Industry watchers see the campaign as a preemptive strike. The new promotion, called “Choose Breakfast,” comes in the midst of a national debate about child obesity and the role of s’mores in ecological pyramids. That debate was initially touched off by educators, who in the mid-’90s began reporting a marked rise in the number of first-graders who required two mats for nap time.
In response, lawmakers in Washington (along with elected officials) began drafting a law aimed at protecting minors from predatory advertisers. But critics charged that because of language suggested by food-industry lobbyists — spelling, too — the bill would merely bar advertisers from targeting current and former members of the UMW.
The legislation never came to a vote. However, renewed threats from regulators — and continued criticism from Inside Voice, a group representing skittish pre-school teachers — have many cereal manufacturers rethinking their marketing for youngsters. Last year, for example, Kraft Foods Inc — maker of Cheese Whiz, Velveeta, and other non-food food products — stopped advertising some of its sweeter breakfast offerings on Pinky Leereruns.

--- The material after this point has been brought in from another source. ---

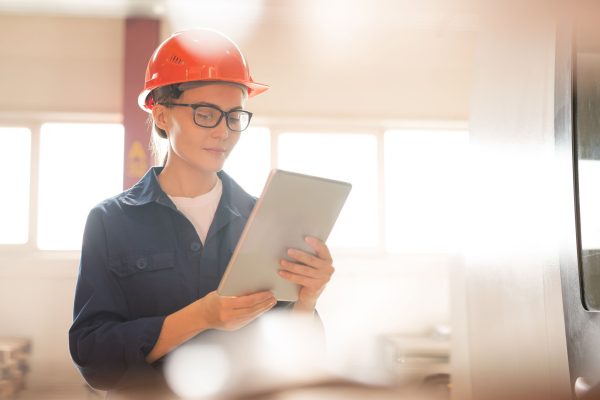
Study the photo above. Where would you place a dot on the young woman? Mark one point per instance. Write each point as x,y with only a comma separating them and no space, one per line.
153,256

And in a move apparently intended to head off truth-in-advertising lawsuits, management at industry giant Kellogg Co. recently revealed plans to scrap the company’s long-running campaign for it’s popular Apple Jack cereal. According to sources close to Kellogg’s (they live in East Battle Creek), a revised advertising slogan for Apple Jacks will state that “A is for partially hydrogenated soybean and/or cottonseed oil, J is for Yellow #6.” Says a lawyer for the company, who requested anonymity: “It doesn’t scan, but at least it’s not actionable.”